The 1956 original Broadway cast recording of Bells Are Ringing is historically significant for two reasons: It's the first cast album issued in stereo, and it has Judy Holliday all over it. Betty Comden and Adolph Green wrote this romantic musical comedy very specifically for their friend the Oscar winner, tailoring the star part of Ella Peterson, answering-service operator extraordinaire, to Holliday's unique talents. The actress brought warmth, zaniness, vulnerability, pathos, and inimitable comic originality to Ella. She sang Jule Styne's lively and sweet melodies in a small but sure voice. She made a smash hit out of slightly old-hat material, snatched a Best Actress Tony from Julie Andrews' Eliza Doolittle, preserved her stage triumph in a faithful M-G-M film version of the musical, and put such a personal stamp on Ella Peterson that, for decades, no Broadway actor dared touch the part. Until Faith Prince.
Prince's take on Ella is digitally rendered in the new revival cast album on Fynsworth Alley, Bruce Kimmel's enterprising little label devoted to Broadway and cabaret. The recording is, first of all, quite different from your grandfather's Bells Are Ringing; fans of the old LP (and there are many) will enjoy comparing and contrasting. The new Bells is more complete, with reprises and longer dance breaks and "Better Than a Dream," a nice duet added to the show late in the run and included in the movie. Comden and Green have tinkered with the lyrics, often fascinatingly. (Case in point: Ella's unseen suitor at the other end of the wire now "thinks I'm ninety-three," not "sixty-three"; apparently sixty-three is no longer out of the ballpark. Gray power lives!) The new orchestrations, by Don Sebesky, are less full than Robert Russell Bennett's originals--there were only 15 players in the pit for the revival--but they have unusual snap, with plenty of Nelson Riddle-ish brass and even some jazz-fusion chords snuck in.

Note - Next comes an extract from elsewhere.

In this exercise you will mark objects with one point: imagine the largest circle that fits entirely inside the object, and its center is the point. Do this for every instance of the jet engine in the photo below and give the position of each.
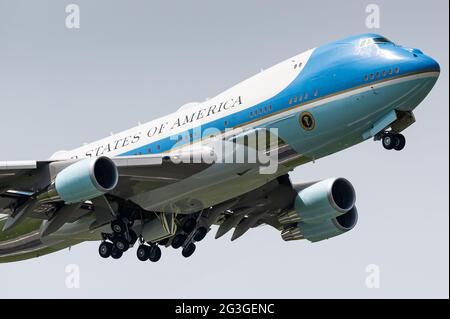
(83, 180)
(321, 210)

If we must put up with cut-rate charts, let's hope they're all this imaginative and evocative. There are two fun bonus tracks on the Fynsworth CD (one hidden), better heard than described. The new CD is also generous with essays, info, and photos, though the latter are byte-size.
And then there's Faith. An excellent though inconsistent musical-comedy diva, she's technically a more accomplished singer than Holliday, and she would appear to possess many of the right qualities for Ella Peterson: impishness, impulsiveness, spunk, generosity of spirit. But, on this disc at least, Prince overworks almost everything. She can't get through "It's a Perfect Relationship" without giggling at her own jokes, squealing in between lyrics, commenting on her own adorableness. The same overzealousness mars her other big comic numbers, "Is It a Crime?" and "I'm Going Back." She does make it through "The Party's Over" without resorting to coy mannerisms, but Prince's big Broadway belt is less affecting than Holliday's wavering, introspective interpretation.
Prince's leading man, Marc Kudisch, has about 12 times the voice of Holliday's original vis-à-vis, Sydney Chaplin, and Kudisch is a callow, appealing Jeff Moss. Those fine old pros David Garrison and Beth Fowler fail to make much of an impression in their second-couple roles; on stage, I blamed Tina Landau's direction, which reduced everyone but Jeff and Ella to one-note characters. At least the CD spares us the revival's physical production with its cheap minimalist sets and unflattering costumes, especially for poor Faith.
I saw Prince in this revival, twice, and she was more genuine and less prone to schtick than she is here. Perhaps, going into the studio knowing that her pet stage project wasn't going to be the hoped-for smash hit, she felt a need to underline everything for posterity's sake. Less would have been more--but let's not be too rough on the lady. Prince campaigned long and hard to get this revival on, and her belief in the material and obvious dedication are to be admired, even if the results are a little off the mark. Really, how could it have been otherwise? The role of Ella Peterson is so organically Holliday's--and, thanks to film and LP, Holliday's performance is so ingrained in our memories--that anyone else is bound to fall short.
Bells is a good but not great show. Its score, a fine specimen of conventional musical comedy writing, was its biggest asset in 1956 apart from its star. New recordings of shows like this don't come along every day, so let's be grateful for this one. But maybe future stage revivals of Bells should be tabled until the world is given another Judy Holliday. And that could take centuries.